The Transportation Department said crews are drilling “de-watering” wells Thursday to relieve pressure on a machine.
Spokeswoman KaDeena Yerkan said the wells should make it easier to identify what’s blocking the machine known as Bertha. Then contractors will determine how to proceed.
The machine was halted Saturday by the mysterious obstruction. It may be a huge boulder.
The boring machine is 60 feet under the streets and about one-tenth of the way into the planned 1.7-mile tunnel that will carry Highway 99 traffic and replace the Alaskan Way Viaduct.
Chris Dixon said specially trained workers could be sent to the site next week, The Seattle Times reported. They would peek outside the tunnel machine’s cutter head to see what’s in the way.
The machine can retreat about 18 inches and compressed air would be forced into the small space in front of the cutter head to allow workers to get a look at the problem.
Since the top of the tunneling machine is about 60 feet below ground, professional divers used to working below the surface would be needed.
The leading theory is that the machine called Bertha hit a boulder last Friday and that the soil around it is too soft to hold it firmly and allow the cutter head to crack it apart. The machine was shut down Saturday about 1,000 feet into the 1.7 mile project.
The quickest way to remove whatever it is would seem to involve divers breaking it up with power drills and hammers, along with Bertha’s drills, Dixon said.
Alternatively, contractors could drill down from above and break up the object or lift it out. That probably would require building a protective wall or pit to hold back sand and groundwater.
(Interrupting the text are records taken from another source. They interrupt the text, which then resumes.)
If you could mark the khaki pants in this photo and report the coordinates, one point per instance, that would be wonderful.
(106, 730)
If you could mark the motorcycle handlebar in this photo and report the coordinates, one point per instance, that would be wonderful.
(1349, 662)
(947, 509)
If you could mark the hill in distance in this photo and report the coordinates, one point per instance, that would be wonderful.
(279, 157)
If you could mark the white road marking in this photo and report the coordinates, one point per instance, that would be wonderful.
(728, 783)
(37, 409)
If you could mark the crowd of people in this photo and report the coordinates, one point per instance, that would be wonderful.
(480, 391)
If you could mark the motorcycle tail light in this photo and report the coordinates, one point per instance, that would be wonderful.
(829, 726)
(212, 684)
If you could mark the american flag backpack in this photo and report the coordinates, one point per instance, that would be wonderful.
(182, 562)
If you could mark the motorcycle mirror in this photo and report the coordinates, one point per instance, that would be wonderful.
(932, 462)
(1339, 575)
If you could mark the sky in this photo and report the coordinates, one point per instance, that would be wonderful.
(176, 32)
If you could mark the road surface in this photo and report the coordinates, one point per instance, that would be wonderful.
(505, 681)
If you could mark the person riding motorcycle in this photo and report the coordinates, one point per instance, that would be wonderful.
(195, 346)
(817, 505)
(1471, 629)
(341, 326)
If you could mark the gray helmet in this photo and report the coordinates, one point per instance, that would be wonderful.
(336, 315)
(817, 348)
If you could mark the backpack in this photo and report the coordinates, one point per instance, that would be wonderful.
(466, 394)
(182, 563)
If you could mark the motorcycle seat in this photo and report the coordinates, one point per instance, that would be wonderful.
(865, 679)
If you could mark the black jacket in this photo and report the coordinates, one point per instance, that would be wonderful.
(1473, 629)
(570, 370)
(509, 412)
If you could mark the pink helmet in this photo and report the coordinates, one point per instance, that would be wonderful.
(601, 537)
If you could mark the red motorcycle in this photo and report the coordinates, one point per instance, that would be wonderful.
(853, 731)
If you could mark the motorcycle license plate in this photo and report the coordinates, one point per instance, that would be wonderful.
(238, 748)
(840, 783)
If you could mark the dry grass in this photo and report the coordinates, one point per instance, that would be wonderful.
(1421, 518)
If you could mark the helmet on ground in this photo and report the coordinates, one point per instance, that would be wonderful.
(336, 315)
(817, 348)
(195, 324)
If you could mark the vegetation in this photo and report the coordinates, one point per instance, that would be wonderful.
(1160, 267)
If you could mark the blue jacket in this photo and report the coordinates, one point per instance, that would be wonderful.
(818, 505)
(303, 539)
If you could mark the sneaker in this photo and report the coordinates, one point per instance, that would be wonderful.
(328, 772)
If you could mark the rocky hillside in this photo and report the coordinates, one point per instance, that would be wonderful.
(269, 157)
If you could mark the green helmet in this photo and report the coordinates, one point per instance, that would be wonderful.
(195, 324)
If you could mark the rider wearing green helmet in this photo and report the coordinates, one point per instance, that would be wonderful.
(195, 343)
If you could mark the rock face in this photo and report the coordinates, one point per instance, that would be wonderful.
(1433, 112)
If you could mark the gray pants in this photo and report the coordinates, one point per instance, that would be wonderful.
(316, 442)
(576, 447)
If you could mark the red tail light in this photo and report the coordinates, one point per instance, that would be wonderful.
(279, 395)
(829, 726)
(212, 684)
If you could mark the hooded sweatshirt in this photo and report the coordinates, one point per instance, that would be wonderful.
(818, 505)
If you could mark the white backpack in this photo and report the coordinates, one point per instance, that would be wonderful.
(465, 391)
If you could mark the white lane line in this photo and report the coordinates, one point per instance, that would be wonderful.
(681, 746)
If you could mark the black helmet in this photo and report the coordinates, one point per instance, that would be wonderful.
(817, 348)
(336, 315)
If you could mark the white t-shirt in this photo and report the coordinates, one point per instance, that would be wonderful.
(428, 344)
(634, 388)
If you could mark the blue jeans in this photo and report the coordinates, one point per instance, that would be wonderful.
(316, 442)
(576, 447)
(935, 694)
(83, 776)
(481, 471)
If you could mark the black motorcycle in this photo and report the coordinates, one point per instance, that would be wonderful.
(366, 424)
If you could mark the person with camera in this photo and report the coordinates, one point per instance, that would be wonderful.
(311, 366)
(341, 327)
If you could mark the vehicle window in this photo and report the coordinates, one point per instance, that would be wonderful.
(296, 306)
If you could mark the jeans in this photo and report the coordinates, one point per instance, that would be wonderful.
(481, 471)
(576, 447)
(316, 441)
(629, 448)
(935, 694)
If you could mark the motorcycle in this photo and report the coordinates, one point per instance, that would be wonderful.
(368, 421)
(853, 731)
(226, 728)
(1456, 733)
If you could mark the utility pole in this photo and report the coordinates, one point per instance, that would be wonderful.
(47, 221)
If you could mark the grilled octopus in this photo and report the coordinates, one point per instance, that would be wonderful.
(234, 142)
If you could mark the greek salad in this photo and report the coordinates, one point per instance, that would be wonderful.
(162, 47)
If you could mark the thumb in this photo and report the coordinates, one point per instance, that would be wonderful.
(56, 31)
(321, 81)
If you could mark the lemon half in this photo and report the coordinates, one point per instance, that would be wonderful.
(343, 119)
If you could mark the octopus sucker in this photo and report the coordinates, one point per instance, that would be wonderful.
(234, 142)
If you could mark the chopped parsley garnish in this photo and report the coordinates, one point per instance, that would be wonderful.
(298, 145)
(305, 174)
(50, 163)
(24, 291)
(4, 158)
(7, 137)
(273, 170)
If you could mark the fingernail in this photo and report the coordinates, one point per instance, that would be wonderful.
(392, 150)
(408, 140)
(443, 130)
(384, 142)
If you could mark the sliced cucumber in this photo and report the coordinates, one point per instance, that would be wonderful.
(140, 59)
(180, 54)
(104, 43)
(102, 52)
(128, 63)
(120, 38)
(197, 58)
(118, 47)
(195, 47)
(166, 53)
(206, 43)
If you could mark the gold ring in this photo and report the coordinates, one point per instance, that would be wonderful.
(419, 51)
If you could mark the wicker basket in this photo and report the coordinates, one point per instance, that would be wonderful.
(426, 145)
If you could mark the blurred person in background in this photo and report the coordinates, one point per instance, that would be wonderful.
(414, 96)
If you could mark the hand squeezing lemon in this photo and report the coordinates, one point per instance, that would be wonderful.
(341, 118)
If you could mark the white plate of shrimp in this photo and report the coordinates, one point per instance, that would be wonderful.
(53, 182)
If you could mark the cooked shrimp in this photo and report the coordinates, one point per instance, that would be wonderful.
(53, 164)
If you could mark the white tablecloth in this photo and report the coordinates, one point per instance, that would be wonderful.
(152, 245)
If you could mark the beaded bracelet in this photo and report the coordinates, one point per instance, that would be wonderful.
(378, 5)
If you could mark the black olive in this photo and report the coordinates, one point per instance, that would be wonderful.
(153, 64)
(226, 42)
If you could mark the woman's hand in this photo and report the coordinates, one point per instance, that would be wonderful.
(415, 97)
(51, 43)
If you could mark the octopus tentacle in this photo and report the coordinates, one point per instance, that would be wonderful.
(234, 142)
“It would take several weeks to build that,” Dixon told a news conference.
The 58-foot diameter tunnel is scheduled to be completed by the end of 2015, creating a four-lane route for Highway 99 traffic between South Lake Union and the area south of downtown.
The $1.4 billion tunnel contract is part of the $3.1 billion project to replace the Alaskan Way Viaduct along the downtown Seattle waterfront.